If you’ve been watching this space in recent weeks, I’m really sorry. Life has been happening fast. Blog posts have not. Look for a separate item soon that will gather some highlights from the past two months or so.
What I want to talk about now, in case the photo here hasn’t tipped you off, is Laurie Frink, whose death on Saturday came a shock, if not exactly a surprise, to a lot of people.
I spent a good portion of Monday speaking with musicians who were close to Frink, as background for this Times obituary. But I didn’t need their testimonials to know how much she meant to those who knew her, perhaps especially her students. A little over a decade ago, I shared an apartment with one of those students, Jesse Neuman, and heard a ton of stories. I also heard Jesse’s daily practice regimen, as prescribed by Frink. For a while, it was like the soundtrack of my life during daylight hours.

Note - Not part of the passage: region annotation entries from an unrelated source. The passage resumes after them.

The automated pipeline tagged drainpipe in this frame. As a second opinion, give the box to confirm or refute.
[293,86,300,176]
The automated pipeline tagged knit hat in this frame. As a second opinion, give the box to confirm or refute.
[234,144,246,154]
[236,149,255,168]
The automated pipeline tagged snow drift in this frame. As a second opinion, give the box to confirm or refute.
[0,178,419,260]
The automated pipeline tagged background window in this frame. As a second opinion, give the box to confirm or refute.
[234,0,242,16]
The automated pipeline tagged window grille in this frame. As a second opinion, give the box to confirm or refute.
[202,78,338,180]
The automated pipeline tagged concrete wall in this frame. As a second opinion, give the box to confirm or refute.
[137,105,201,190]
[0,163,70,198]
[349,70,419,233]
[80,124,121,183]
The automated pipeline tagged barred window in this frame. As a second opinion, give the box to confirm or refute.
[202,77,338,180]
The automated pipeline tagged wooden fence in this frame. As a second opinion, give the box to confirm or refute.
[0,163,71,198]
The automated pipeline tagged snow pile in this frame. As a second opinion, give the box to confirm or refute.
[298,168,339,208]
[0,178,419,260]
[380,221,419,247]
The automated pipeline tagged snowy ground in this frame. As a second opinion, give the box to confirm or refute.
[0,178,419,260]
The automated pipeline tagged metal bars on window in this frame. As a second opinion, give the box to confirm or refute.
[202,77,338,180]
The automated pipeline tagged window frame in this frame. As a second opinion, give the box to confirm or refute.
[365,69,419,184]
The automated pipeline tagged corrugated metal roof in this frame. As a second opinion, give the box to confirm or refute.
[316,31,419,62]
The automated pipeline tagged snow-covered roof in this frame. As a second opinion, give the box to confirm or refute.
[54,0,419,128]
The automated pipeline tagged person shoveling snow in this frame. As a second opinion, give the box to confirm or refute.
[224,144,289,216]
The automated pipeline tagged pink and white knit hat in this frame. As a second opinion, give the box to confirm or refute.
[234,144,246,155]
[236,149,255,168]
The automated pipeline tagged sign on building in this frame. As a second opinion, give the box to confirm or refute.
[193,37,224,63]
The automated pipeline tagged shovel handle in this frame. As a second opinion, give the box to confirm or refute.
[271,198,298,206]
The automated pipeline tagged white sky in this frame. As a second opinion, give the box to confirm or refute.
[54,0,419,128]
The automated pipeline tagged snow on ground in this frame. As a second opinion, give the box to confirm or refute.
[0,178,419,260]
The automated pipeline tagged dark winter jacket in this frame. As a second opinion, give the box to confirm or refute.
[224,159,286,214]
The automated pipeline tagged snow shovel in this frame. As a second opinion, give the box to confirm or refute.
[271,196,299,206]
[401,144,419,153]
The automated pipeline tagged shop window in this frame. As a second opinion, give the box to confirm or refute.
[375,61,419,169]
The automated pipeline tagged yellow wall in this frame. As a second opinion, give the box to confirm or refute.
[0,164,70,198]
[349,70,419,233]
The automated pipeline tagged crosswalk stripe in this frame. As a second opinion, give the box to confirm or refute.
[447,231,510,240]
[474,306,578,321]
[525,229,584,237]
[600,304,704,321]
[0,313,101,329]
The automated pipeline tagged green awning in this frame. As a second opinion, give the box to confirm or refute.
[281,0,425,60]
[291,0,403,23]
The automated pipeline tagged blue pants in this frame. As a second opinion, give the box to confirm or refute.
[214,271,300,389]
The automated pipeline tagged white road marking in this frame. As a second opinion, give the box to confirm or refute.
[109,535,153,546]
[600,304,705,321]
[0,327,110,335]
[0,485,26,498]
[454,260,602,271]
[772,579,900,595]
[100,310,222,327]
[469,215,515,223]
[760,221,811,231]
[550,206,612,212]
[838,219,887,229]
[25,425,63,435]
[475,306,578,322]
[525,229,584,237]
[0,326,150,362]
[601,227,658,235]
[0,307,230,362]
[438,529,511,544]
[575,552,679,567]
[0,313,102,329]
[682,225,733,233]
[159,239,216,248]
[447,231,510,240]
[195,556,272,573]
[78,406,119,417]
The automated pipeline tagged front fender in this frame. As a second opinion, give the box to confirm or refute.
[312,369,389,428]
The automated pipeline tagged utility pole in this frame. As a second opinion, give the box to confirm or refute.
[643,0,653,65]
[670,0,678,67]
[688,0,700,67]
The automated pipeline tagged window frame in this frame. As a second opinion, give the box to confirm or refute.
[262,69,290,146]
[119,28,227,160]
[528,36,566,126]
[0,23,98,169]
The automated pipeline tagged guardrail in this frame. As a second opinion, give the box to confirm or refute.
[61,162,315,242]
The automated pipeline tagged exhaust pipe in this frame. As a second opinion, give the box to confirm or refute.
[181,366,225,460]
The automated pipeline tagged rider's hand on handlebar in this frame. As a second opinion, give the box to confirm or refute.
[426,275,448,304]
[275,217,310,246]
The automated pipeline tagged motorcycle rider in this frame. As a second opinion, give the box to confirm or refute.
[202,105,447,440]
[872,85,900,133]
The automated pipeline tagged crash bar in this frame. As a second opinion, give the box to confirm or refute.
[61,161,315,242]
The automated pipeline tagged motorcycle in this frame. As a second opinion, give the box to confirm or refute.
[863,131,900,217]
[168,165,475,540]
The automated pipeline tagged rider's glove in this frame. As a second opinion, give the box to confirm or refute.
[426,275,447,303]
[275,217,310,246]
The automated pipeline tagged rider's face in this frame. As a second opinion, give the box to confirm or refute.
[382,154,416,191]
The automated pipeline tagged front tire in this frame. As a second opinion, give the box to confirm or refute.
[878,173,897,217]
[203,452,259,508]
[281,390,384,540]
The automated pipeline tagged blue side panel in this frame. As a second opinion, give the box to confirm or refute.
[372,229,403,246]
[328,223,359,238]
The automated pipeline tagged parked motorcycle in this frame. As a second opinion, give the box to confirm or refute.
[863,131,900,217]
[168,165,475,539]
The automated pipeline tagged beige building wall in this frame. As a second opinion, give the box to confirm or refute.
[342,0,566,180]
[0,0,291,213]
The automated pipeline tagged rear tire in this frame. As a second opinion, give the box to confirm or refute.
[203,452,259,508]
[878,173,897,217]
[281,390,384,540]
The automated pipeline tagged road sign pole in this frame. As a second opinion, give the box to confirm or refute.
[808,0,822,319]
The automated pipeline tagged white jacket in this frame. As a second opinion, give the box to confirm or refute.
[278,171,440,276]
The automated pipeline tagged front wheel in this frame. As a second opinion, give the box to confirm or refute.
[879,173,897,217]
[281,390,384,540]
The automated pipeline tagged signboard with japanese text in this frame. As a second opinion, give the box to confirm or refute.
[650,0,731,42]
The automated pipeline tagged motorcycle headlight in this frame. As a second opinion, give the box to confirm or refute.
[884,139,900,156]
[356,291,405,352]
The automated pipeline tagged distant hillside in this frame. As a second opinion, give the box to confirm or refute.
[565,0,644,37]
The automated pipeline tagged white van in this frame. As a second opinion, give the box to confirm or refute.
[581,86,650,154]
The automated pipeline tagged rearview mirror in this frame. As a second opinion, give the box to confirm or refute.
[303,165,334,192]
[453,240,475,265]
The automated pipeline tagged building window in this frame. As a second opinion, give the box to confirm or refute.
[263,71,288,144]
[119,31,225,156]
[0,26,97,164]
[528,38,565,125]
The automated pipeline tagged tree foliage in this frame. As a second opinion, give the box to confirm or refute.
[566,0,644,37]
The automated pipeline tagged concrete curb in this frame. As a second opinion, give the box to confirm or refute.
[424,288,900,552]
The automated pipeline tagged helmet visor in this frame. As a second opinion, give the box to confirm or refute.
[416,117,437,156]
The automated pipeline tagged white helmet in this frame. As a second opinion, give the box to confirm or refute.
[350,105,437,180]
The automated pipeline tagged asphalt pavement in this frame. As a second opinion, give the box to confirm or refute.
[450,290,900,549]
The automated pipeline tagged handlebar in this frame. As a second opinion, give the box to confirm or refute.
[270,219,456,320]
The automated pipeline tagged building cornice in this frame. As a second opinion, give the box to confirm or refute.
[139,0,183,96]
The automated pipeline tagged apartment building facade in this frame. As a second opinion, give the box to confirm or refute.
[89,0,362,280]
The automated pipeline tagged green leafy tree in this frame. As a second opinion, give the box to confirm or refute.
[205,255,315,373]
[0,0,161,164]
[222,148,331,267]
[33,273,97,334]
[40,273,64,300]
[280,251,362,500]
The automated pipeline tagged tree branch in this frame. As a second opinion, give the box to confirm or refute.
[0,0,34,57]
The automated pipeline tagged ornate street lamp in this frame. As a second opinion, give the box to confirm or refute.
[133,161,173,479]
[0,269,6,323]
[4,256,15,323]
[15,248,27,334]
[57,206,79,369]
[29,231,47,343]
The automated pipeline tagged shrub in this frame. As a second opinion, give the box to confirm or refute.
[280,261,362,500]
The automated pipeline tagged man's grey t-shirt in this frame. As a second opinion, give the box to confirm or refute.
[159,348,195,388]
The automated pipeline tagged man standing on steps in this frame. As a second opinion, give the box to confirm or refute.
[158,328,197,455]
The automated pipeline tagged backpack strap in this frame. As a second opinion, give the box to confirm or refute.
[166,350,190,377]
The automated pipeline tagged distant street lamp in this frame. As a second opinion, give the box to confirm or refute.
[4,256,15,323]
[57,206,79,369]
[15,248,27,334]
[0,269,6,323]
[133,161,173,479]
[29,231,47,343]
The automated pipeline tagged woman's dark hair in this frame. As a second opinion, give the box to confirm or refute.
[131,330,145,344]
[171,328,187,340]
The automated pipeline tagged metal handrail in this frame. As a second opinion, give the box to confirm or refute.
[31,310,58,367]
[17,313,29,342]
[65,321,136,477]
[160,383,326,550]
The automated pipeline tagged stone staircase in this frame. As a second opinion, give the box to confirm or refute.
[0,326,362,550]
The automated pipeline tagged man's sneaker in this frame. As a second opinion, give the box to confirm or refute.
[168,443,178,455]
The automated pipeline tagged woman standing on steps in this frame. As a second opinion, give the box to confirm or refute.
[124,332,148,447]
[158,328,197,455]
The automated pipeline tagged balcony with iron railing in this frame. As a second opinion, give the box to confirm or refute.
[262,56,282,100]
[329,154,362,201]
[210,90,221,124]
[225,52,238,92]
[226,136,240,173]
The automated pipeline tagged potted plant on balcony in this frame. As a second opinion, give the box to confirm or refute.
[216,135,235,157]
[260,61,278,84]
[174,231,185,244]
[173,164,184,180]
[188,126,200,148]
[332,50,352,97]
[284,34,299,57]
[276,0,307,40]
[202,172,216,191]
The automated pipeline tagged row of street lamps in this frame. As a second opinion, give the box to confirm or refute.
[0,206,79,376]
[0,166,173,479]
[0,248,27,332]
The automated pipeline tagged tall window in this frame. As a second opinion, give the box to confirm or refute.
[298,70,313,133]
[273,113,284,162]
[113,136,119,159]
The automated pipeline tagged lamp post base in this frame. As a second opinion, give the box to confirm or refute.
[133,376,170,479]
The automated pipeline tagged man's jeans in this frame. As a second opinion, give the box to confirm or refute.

I thought of that immediately when John McNeil, laughing ruefully, told me about the time a plumber (or was it an electrician?) came over to his apartment while he was practicing a Frink routine. McNeil’s wife answered the door, and the guy said, “Oh, is your son learning to play the trumpet?” She chuckled and said yes, to which he replied: “Whew, that’s brutal!”
I’m going to devote the rest of this post to some transcribed comments from my conversations, since the obituary was too brief to allow for more than a choice quote or two. But before you read on, please see the beautifully touching tribute that Jesse posted on Sunday. He was the person who let me know that Frink had passed, and he was the first person I called.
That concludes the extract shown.